作家の小川糸と言えばフランスでは人気があり、特にクリスマスなどでは女性がプレゼントにしたがる一冊だそうです。読んで安らかな気持ちになれる、という意味で、他の作家の作品も含めて「フィールグッド文学」と呼ばれていると聞きました。そう話してくれたのがフランス人で日本在住の翻訳家ダルトア・ミリアンさんです。ダルトア・ミリアンさんはダルトア・ミリアン=赤穂と書くときもあり、日本で家庭を持って暮らしています。今年の春、ダルトア・ミリアンさんがコリーヌ・カンタンさんの引退に伴い、フランス著作権事務所の代表に就任しました。フランス著作権事務所はフランス語の本などを日本語に訳して出版する時やその逆の時などに著作権交渉を引き受けてくれる窓口です。

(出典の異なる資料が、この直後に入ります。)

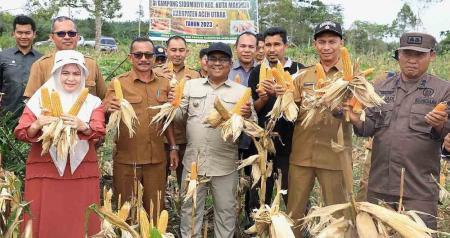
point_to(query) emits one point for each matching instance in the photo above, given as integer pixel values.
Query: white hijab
(64, 57)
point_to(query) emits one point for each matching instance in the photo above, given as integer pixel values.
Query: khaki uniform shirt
(311, 146)
(41, 72)
(215, 156)
(403, 139)
(179, 127)
(146, 146)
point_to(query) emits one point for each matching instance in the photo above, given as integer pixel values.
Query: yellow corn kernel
(320, 76)
(46, 103)
(278, 75)
(118, 89)
(368, 72)
(163, 221)
(57, 110)
(170, 66)
(179, 88)
(347, 64)
(262, 74)
(237, 79)
(79, 102)
(194, 173)
(244, 99)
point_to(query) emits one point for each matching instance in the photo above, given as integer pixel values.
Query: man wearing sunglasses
(65, 37)
(143, 155)
(216, 159)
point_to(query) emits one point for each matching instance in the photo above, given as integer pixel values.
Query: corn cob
(243, 100)
(320, 76)
(368, 72)
(179, 88)
(442, 106)
(79, 102)
(278, 75)
(356, 105)
(194, 173)
(237, 79)
(56, 104)
(347, 64)
(262, 75)
(118, 89)
(46, 103)
(163, 221)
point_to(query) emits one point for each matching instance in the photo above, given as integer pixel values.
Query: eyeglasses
(64, 33)
(221, 60)
(138, 55)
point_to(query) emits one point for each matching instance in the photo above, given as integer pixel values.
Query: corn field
(14, 152)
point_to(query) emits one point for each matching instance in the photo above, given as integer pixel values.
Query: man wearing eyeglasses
(142, 156)
(65, 37)
(15, 64)
(216, 159)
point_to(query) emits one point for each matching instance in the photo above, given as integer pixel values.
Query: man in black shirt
(15, 64)
(275, 40)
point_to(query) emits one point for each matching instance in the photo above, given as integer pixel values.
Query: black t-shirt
(284, 128)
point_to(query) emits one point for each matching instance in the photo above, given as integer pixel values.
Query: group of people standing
(407, 133)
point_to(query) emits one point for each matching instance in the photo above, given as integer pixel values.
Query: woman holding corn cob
(408, 130)
(61, 183)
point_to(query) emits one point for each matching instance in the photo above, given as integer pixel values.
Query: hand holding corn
(438, 116)
(246, 111)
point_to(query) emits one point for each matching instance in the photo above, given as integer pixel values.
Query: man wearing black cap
(312, 154)
(407, 131)
(160, 56)
(216, 159)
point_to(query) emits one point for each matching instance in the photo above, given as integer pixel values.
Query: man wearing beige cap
(407, 131)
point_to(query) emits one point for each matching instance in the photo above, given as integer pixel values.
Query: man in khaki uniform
(312, 154)
(407, 131)
(65, 36)
(141, 157)
(177, 52)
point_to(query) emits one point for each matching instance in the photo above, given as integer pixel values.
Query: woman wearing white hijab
(61, 190)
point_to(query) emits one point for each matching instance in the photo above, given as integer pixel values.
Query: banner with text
(202, 20)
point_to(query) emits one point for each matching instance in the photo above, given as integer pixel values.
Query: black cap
(328, 26)
(220, 47)
(159, 51)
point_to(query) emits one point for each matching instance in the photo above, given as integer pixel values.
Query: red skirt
(58, 206)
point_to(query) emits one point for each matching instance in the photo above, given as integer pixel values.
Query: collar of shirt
(206, 81)
(134, 76)
(237, 65)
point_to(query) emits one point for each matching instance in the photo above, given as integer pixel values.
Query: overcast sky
(435, 18)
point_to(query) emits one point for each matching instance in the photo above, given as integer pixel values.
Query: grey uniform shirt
(14, 72)
(216, 157)
(403, 139)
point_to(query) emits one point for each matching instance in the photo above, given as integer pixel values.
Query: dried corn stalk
(169, 109)
(231, 122)
(370, 221)
(270, 221)
(352, 84)
(125, 114)
(284, 105)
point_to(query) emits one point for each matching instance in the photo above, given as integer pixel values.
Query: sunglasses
(64, 33)
(138, 55)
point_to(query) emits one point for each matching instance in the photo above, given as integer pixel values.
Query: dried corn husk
(126, 114)
(168, 110)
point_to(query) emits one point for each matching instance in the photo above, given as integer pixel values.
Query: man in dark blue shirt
(15, 64)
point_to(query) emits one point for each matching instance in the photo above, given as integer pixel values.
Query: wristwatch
(174, 147)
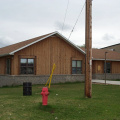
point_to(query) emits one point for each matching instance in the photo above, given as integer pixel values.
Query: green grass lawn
(65, 102)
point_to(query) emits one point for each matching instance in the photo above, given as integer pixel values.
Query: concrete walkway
(107, 82)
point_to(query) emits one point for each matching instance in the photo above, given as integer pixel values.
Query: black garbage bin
(27, 88)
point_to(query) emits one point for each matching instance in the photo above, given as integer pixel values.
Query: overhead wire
(77, 20)
(65, 16)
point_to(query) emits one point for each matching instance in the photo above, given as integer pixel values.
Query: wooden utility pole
(88, 49)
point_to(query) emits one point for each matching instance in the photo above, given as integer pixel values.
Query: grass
(65, 102)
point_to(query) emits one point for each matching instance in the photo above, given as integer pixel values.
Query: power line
(77, 20)
(65, 15)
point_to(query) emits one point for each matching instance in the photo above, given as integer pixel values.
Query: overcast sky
(25, 19)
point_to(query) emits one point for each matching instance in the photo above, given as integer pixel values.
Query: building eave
(106, 59)
(57, 33)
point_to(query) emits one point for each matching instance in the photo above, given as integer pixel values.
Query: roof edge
(110, 46)
(31, 43)
(71, 42)
(11, 53)
(5, 54)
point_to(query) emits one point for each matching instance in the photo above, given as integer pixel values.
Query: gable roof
(11, 49)
(99, 54)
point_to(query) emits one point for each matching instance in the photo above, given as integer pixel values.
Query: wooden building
(35, 57)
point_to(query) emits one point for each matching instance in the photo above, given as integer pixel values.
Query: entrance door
(8, 66)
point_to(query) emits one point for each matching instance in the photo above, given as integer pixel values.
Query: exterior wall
(2, 66)
(115, 67)
(47, 52)
(9, 80)
(115, 47)
(109, 76)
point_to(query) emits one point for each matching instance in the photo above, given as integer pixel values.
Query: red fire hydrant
(44, 94)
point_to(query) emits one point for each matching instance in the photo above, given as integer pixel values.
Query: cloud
(60, 26)
(108, 37)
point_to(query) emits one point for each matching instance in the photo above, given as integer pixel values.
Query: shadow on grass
(46, 108)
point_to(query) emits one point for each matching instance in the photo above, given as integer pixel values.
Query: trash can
(27, 88)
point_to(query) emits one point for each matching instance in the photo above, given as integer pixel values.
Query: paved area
(107, 82)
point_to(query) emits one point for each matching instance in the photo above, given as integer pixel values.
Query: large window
(76, 67)
(26, 66)
(108, 67)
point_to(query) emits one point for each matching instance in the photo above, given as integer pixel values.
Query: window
(108, 67)
(26, 66)
(8, 66)
(76, 67)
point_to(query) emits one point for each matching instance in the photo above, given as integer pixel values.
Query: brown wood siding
(115, 67)
(2, 65)
(49, 51)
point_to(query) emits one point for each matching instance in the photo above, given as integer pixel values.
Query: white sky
(24, 19)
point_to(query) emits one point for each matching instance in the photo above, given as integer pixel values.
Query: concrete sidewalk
(107, 82)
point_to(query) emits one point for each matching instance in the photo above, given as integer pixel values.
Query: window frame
(27, 66)
(77, 67)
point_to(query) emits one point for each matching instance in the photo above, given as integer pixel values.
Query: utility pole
(88, 49)
(105, 67)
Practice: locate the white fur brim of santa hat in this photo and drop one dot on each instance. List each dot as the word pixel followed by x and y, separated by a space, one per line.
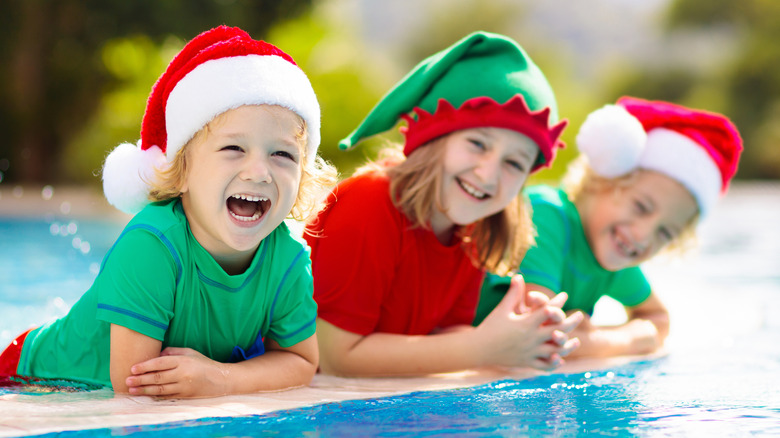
pixel 617 142
pixel 227 83
pixel 219 70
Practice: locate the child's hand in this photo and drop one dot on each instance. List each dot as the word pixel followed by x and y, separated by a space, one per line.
pixel 538 338
pixel 178 373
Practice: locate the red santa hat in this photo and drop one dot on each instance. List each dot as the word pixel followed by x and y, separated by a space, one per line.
pixel 220 69
pixel 698 149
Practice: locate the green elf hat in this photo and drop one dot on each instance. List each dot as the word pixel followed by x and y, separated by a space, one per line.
pixel 485 79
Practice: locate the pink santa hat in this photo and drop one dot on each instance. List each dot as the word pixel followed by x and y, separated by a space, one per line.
pixel 220 69
pixel 698 149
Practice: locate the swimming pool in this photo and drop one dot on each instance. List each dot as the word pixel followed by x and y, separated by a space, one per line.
pixel 721 376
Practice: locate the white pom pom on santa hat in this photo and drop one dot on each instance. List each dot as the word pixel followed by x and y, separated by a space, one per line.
pixel 126 173
pixel 612 140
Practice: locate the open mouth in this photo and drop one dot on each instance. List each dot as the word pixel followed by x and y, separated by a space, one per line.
pixel 625 248
pixel 471 190
pixel 247 208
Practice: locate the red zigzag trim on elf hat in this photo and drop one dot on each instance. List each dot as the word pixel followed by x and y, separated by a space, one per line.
pixel 483 112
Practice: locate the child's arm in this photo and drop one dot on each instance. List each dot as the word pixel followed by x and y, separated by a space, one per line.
pixel 504 338
pixel 645 331
pixel 128 347
pixel 183 372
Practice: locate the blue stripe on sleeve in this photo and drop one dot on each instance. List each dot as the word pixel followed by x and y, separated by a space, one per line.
pixel 284 279
pixel 304 327
pixel 159 235
pixel 132 314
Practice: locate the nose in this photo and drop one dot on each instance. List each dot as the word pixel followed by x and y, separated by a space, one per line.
pixel 643 234
pixel 256 169
pixel 487 169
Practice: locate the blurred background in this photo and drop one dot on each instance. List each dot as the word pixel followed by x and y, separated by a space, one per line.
pixel 76 73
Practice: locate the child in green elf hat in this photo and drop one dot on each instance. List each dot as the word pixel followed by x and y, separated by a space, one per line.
pixel 400 251
pixel 648 171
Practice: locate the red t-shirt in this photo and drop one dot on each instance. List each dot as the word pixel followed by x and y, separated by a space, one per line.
pixel 374 272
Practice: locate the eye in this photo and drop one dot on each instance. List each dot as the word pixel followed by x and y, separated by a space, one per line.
pixel 477 144
pixel 516 165
pixel 286 155
pixel 233 148
pixel 665 234
pixel 640 207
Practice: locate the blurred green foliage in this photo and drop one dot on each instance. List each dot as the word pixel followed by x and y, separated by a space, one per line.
pixel 59 68
pixel 746 88
pixel 79 71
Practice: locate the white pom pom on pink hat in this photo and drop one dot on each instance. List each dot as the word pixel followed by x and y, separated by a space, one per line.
pixel 699 149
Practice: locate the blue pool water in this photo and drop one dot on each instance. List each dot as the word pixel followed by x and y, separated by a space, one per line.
pixel 720 378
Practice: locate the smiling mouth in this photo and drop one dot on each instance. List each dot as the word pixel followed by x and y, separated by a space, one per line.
pixel 627 250
pixel 471 190
pixel 247 208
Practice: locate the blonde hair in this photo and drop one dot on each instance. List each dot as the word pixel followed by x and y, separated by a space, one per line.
pixel 495 243
pixel 581 181
pixel 317 175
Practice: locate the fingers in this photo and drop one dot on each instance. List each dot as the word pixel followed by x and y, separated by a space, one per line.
pixel 570 323
pixel 514 297
pixel 535 299
pixel 558 300
pixel 570 345
pixel 159 383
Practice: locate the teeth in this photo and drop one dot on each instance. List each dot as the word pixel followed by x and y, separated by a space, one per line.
pixel 249 198
pixel 254 217
pixel 472 190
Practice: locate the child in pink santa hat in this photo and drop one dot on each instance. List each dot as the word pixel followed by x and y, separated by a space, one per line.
pixel 647 173
pixel 205 292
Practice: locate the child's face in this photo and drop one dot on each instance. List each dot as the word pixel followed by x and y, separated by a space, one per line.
pixel 627 226
pixel 242 179
pixel 483 170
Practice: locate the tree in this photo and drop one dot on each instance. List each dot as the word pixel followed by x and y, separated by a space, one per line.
pixel 54 78
pixel 747 89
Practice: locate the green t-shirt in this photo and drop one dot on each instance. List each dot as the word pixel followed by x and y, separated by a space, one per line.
pixel 562 261
pixel 159 281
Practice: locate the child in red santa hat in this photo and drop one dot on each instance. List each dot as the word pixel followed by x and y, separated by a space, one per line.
pixel 647 173
pixel 205 292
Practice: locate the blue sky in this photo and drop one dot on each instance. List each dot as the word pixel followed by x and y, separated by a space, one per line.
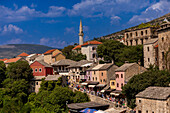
pixel 55 23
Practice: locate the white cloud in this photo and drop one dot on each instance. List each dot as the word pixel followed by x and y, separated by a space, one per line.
pixel 11 29
pixel 33 5
pixel 154 11
pixel 14 41
pixel 53 42
pixel 69 30
pixel 115 19
pixel 26 13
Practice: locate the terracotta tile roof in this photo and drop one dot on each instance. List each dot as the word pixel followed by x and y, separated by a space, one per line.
pixel 12 60
pixel 92 43
pixel 3 59
pixel 23 54
pixel 49 51
pixel 79 46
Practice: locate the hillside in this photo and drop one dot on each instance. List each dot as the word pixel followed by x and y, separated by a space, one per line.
pixel 156 21
pixel 12 50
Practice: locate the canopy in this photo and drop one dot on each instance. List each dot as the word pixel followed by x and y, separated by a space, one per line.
pixel 92 86
pixel 88 110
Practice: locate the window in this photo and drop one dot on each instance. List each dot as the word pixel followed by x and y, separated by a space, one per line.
pixel 117 75
pixel 131 42
pixel 94 55
pixel 130 34
pixel 163 56
pixel 117 84
pixel 148 59
pixel 162 39
pixel 121 84
pixel 141 32
pixel 121 75
pixel 127 35
pixel 148 48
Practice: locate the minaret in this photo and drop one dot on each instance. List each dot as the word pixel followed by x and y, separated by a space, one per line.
pixel 81 34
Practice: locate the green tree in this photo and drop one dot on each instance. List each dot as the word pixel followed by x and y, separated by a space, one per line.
pixel 2 72
pixel 140 82
pixel 19 70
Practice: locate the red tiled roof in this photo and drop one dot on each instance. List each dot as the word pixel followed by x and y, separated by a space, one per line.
pixel 3 59
pixel 92 43
pixel 49 51
pixel 12 60
pixel 23 54
pixel 156 46
pixel 79 46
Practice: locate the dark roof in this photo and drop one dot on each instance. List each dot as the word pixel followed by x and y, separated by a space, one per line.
pixel 153 92
pixel 43 63
pixel 64 62
pixel 86 105
pixel 124 67
pixel 151 41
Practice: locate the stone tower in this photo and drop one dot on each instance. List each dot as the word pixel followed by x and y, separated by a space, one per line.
pixel 81 34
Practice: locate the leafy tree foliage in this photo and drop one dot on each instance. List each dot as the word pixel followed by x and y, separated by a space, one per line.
pixel 119 53
pixel 2 72
pixel 19 70
pixel 138 83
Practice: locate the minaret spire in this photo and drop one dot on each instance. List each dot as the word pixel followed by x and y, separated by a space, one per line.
pixel 81 34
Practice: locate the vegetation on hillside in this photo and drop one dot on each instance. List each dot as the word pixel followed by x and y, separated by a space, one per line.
pixel 138 83
pixel 119 53
pixel 16 98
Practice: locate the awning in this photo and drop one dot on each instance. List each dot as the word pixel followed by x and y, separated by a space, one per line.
pixel 84 83
pixel 116 94
pixel 92 86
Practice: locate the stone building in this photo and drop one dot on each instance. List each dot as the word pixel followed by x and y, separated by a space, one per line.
pixel 164 46
pixel 150 52
pixel 139 36
pixel 153 100
pixel 126 72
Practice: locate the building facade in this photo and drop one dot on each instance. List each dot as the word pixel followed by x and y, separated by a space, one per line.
pixel 126 72
pixel 150 52
pixel 139 36
pixel 164 46
pixel 153 100
pixel 53 55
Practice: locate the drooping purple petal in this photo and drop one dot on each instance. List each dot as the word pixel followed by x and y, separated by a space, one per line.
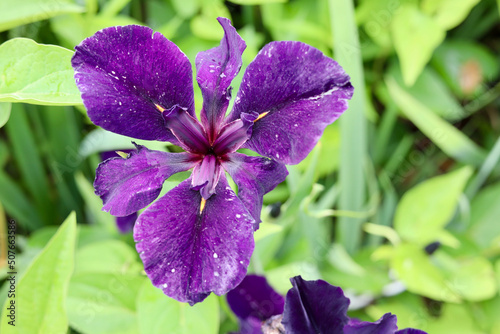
pixel 385 325
pixel 216 68
pixel 254 176
pixel 127 76
pixel 314 307
pixel 297 91
pixel 126 224
pixel 190 247
pixel 127 185
pixel 186 128
pixel 410 331
pixel 254 297
pixel 234 134
pixel 206 175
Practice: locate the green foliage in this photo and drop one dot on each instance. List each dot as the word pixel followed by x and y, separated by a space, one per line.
pixel 36 73
pixel 41 291
pixel 413 161
pixel 14 13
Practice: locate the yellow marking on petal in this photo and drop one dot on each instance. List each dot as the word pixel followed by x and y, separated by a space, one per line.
pixel 202 205
pixel 122 154
pixel 160 108
pixel 261 116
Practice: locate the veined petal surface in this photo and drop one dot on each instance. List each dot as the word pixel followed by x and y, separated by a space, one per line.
pixel 313 307
pixel 297 91
pixel 128 185
pixel 216 68
pixel 254 176
pixel 385 325
pixel 128 75
pixel 190 247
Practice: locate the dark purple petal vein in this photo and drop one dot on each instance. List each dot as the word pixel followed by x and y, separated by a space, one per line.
pixel 254 176
pixel 297 91
pixel 216 68
pixel 127 76
pixel 189 254
pixel 127 185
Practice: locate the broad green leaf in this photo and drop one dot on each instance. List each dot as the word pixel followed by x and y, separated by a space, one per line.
pixel 485 210
pixel 256 2
pixel 36 73
pixel 474 280
pixel 41 291
pixel 103 303
pixel 426 208
pixel 449 139
pixel 4 112
pixel 15 13
pixel 432 91
pixel 110 256
pixel 160 314
pixel 415 269
pixel 466 66
pixel 100 140
pixel 415 36
pixel 448 13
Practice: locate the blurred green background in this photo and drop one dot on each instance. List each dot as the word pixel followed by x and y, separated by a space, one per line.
pixel 411 166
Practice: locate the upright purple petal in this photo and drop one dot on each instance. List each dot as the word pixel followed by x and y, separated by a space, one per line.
pixel 314 307
pixel 216 68
pixel 297 91
pixel 254 176
pixel 126 224
pixel 254 297
pixel 410 331
pixel 128 76
pixel 127 185
pixel 190 247
pixel 385 325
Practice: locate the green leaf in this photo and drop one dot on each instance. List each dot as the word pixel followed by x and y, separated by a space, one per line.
pixel 448 13
pixel 110 256
pixel 36 73
pixel 431 91
pixel 103 303
pixel 413 29
pixel 485 210
pixel 466 66
pixel 449 139
pixel 256 2
pixel 426 208
pixel 415 269
pixel 15 13
pixel 41 291
pixel 4 113
pixel 160 314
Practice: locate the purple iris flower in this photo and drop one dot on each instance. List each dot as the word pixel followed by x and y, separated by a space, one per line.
pixel 124 224
pixel 310 307
pixel 198 238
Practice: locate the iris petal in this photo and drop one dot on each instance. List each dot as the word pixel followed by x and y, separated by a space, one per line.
pixel 189 249
pixel 127 185
pixel 314 307
pixel 128 76
pixel 254 176
pixel 297 91
pixel 216 68
pixel 385 325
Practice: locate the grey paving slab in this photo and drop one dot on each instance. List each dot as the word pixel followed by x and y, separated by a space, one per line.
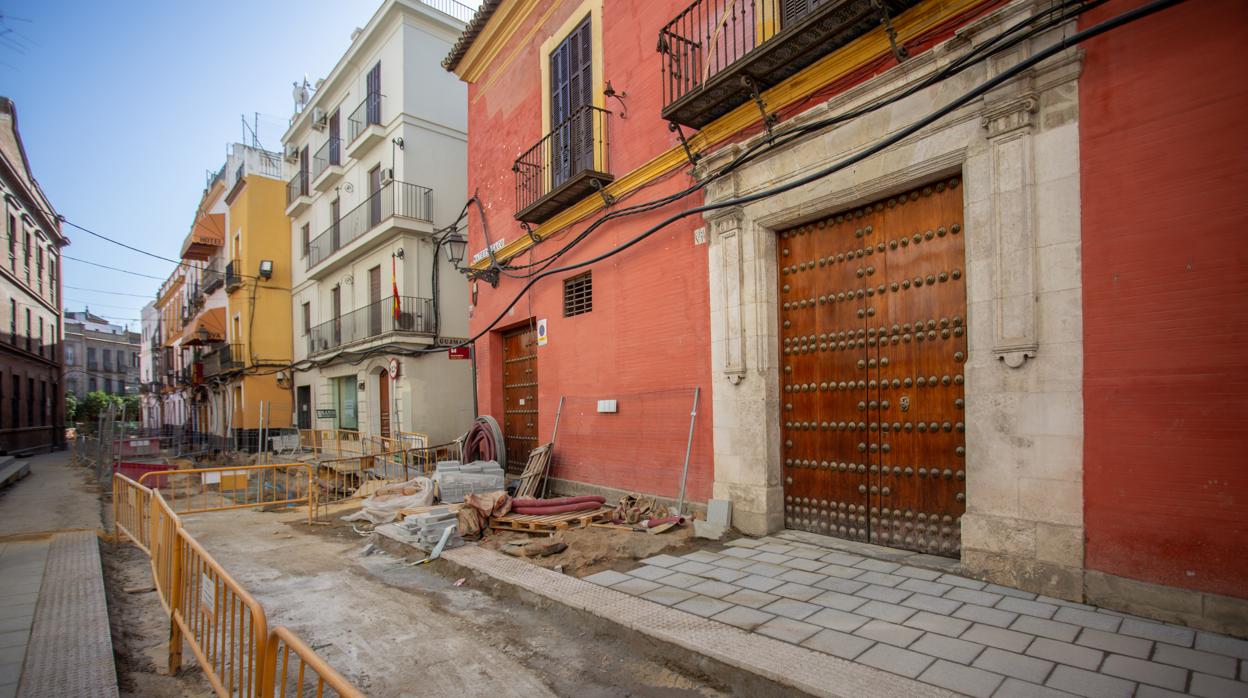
pixel 1088 683
pixel 964 679
pixel 1216 687
pixel 1222 644
pixel 650 572
pixel 771 558
pixel 1160 632
pixel 999 637
pixel 690 567
pixel 1116 643
pixel 751 598
pixel 1041 627
pixel 838 643
pixel 881 578
pixel 835 570
pixel 971 596
pixel 713 588
pixel 743 617
pixel 791 608
pixel 841 558
pixel 882 611
pixel 721 575
pixel 667 596
pixel 803 577
pixel 800 592
pixel 916 572
pixel 947 648
pixel 895 659
pixel 836 619
pixel 804 563
pixel 987 616
pixel 1145 672
pixel 703 606
pixel 934 603
pixel 1007 591
pixel 876 566
pixel 839 601
pixel 1065 653
pixel 607 578
pixel 882 593
pixel 1027 607
pixel 758 582
pixel 680 580
pixel 1088 619
pixel 937 623
pixel 788 629
pixel 1196 659
pixel 891 633
pixel 838 584
pixel 765 570
pixel 663 561
pixel 634 586
pixel 955 581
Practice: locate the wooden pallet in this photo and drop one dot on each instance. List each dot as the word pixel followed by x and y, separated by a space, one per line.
pixel 534 523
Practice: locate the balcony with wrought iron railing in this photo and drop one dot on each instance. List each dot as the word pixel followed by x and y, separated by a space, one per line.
pixel 234 275
pixel 365 125
pixel 567 165
pixel 375 320
pixel 327 164
pixel 298 195
pixel 720 54
pixel 394 206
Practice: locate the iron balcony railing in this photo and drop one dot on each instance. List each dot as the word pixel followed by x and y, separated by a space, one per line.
pixel 234 274
pixel 328 154
pixel 224 356
pixel 414 315
pixel 393 199
pixel 564 166
pixel 719 54
pixel 367 114
pixel 296 187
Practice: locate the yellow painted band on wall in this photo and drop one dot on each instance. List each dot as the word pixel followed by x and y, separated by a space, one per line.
pixel 820 74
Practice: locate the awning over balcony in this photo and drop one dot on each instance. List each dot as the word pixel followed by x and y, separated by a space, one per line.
pixel 206 236
pixel 209 327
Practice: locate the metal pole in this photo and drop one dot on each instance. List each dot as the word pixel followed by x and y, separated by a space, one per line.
pixel 546 480
pixel 689 446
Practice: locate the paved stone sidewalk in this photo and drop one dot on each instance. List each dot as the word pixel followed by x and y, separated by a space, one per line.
pixel 940 628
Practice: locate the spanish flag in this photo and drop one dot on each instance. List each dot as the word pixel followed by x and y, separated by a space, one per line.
pixel 394 285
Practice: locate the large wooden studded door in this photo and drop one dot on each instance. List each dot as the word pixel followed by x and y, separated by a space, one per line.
pixel 872 315
pixel 519 395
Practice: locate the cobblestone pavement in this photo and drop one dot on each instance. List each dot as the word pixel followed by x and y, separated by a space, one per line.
pixel 954 632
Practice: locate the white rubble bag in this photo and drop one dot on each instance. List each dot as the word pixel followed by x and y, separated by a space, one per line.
pixel 385 505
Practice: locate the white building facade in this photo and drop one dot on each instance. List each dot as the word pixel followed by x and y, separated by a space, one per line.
pixel 377 164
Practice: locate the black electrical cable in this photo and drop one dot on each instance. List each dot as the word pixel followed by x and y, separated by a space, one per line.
pixel 981 53
pixel 1009 74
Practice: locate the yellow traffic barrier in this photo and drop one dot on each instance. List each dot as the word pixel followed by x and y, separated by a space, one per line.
pixel 292 668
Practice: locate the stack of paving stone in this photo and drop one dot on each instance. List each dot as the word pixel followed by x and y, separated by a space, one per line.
pixel 427 527
pixel 457 480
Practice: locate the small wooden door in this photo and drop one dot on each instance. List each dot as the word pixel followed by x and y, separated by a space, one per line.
pixel 383 401
pixel 519 396
pixel 872 330
pixel 375 305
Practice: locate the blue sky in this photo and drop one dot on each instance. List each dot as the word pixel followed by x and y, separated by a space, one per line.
pixel 125 106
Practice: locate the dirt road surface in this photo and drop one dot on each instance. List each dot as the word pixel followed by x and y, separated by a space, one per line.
pixel 396 629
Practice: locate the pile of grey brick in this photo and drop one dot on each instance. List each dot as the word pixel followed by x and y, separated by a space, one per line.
pixel 959 633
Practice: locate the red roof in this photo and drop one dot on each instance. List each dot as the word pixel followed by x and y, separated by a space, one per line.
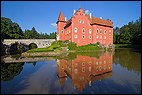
pixel 61 17
pixel 99 21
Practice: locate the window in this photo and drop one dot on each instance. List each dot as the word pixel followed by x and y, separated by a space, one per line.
pixel 83 30
pixel 75 36
pixel 109 31
pixel 62 31
pixel 83 64
pixel 100 31
pixel 83 36
pixel 79 21
pixel 97 31
pixel 82 21
pixel 100 37
pixel 90 37
pixel 96 63
pixel 105 32
pixel 104 37
pixel 75 30
pixel 83 69
pixel 90 31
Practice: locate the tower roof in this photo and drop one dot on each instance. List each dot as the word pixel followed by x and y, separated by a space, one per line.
pixel 61 17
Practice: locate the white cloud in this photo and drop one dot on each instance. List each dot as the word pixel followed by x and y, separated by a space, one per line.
pixel 88 11
pixel 53 24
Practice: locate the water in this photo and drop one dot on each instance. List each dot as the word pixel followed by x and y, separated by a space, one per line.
pixel 87 73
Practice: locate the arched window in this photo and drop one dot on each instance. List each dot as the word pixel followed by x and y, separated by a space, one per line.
pixel 75 30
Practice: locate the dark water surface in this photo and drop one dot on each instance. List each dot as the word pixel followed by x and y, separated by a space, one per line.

ダルトアさんは昨年3月にNouvelles du Japonというウェブサイトも創刊し、毎月、何本か日本の短編小説をフランス語に訳して世界のフランス語の話者が無料で読めるようにしました。日本語からフランス語への翻訳を学んでいる人は日本語の原書と比較しながら読むと、勉強できると思います。現代作品もたくさんありますが、太宰治の「走れメロス」などもあります。日本では短編小説は文学の柱と言ってもおかしくない程普通にありますが、フランスではロマン=小説と言えば長編であり、短編はコント、短編と中編はヌーヴェル(nouvelle)と呼ばれています。小説は長編と言うのがフランスではスタンダードなんです。先ほどのウェブサイトの名前に出てくるヌーヴェルには「お知らせ」とか「便り」という意味もありますが、この中編と短編の小説の意味でもあります。ダルトアさんは今の時代は、多くの人が忙しくなっているので、短い時間で読める短編はもっと世界で広がってもいいと考えています。www.youtube.com
私は「フランスを読む」のインタビューの撮影の際にできるだけその本を自分でも読んで臨むように努めています。なぜって、その方が自分にとっても有益だし、面白いからです。小川糸さんの「食堂かたつむり」について言えば、東京で働いていた主人公が失恋を契機に郷里に戻って、1日1組しか食事を出さない料理店を立ち上げるという話です。主人公が豊かな自然の中で自分を取り戻すプロセスと、主人公の料理がお客たちの人生を励ましたり癒したりするプロセスとで、この小説はきっと二重に「フィールグッド」なんだろうな、と思います。料理は予約制で、前もって客はオーナーでありシェフでもある主人公に心の思いを打ち明ける。そして、それをもとに主人公がその人に向けた料理を準備する、というところ、言ってみると料理を作る人の心ですね。料理の中には料理する人の思いがいろいろ詰まっている、ということに気がつかされた一冊です。
ダルトアさんは小川糸さん以外にも作家のドリアン助川さんとか、中村文則さんなどの作品の翻訳も行っています。